Disputa eleitoral e pressão interna
A crise se agravou quando Flávio Bolsonaro anunciou, na última sexta (5), que havia sido escolhido pelo pai para concorrer à Presidência. Michelle, tratada por setores evangélicos como o nome mais viável do bolsonarismo feminino, não teria sido informada previamente sobre a decisão. A escolha marca não apenas uma preferência familiar, mas também a tentativa de evitar que o PL divida sua própria base entre dois nomes competitivos e de difícil controle partidário.
Em uma tentativa de minimizar a tensão, o PL divulgou nota dizendo: “se Bolsonaro falou, está falado” — texto que reafirma a autoridade do ex-presidente como único decisor da legenda. Michelle compartilhou o comunicado desejando “sabedoria, força e graça” ao enteado. Nos bastidores, aliados relatam que o gesto foi interpretado como rendição forçada, não como apoio genuíno.

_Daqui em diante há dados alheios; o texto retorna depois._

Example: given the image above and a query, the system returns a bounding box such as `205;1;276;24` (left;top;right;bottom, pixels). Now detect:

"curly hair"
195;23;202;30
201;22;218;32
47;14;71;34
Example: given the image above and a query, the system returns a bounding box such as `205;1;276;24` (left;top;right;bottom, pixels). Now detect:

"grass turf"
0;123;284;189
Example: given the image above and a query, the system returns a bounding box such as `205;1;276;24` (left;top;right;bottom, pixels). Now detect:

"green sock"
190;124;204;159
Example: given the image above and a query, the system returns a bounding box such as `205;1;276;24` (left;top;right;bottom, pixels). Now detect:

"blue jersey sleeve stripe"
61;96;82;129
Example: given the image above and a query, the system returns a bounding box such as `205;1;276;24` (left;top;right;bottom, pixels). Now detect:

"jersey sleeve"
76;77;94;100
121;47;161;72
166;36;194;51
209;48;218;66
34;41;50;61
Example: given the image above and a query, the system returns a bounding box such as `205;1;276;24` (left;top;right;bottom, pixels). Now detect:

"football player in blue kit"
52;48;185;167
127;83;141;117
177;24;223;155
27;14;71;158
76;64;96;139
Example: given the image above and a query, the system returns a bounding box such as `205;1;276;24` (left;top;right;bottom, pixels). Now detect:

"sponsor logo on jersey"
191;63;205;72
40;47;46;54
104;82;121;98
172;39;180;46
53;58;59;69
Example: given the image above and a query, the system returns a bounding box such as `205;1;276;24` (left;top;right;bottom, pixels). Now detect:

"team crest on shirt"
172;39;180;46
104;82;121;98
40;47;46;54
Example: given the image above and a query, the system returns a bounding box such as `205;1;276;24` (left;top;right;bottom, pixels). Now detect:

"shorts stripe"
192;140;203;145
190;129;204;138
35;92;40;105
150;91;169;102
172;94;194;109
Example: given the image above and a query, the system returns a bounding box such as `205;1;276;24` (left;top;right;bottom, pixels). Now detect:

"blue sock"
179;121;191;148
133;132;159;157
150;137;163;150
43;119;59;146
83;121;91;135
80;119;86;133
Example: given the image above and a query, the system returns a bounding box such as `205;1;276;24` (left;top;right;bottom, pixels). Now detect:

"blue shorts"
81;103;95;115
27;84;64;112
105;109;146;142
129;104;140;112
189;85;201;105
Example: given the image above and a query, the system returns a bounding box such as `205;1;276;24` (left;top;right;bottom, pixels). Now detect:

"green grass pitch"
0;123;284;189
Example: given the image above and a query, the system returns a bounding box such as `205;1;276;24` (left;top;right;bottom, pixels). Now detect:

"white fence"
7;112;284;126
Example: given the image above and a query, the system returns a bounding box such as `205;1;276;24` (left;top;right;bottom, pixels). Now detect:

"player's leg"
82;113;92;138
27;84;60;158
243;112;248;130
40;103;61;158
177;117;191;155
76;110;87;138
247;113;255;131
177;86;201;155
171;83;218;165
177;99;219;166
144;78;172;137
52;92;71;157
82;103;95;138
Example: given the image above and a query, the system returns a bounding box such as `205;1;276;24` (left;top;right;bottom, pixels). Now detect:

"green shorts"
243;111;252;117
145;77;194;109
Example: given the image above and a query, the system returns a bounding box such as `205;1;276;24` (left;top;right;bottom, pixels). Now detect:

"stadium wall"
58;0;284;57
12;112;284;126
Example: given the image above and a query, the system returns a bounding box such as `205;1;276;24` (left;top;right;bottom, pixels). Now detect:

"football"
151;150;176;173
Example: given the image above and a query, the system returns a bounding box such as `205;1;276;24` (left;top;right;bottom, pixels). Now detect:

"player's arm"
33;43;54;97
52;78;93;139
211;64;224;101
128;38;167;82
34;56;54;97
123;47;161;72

Mensagem bíblica – peste perniciosa
Logo antes de tornar público seu afastamento, Michelle publicou em suas redes sociais um salmo bíblico que afirma que Deus “livrará do laço do passarinheiro e da peste perniciosa”. A expressão “peste perniciosa” foi lida entre aliados como metáfora para traições internas. A mensagem segue com referências a proteção divina e vitória contra ímpios — encerrada com “O Brasil é do Senhor Jesus”.
A escolha do texto bíblico funciona como código político para seu público evangélico, fortalecendo sua imagem de vítima perseguida. Ao mesmo tempo, marca posição contra adversários que orbitam o próprio gabinete de Bolsonaro.
Afastamento do PL Mulher
O afastamento de Michelle reduz a pressão pública sobre a disputa interna do PL enquanto Flávio testa sua viabilidade como candidato do bolsonarismo. A movimentação pode ainda abrir espaço para que o partido reorganize sua estrutura feminina sem interferência direta da ex-primeira-dama.
Fontes da legenda avaliam que o “afastamento por saúde” evita que a crise familiar avance para um racha aberto, preservando a imagem de unidade. Contudo, o gesto não elimina o potencial de candidatura de Michelle, que segue com forte apoio do eleitorado evangélico e ainda pode ser acionada como “plano B” caso Flávio não se firme nacionalmente.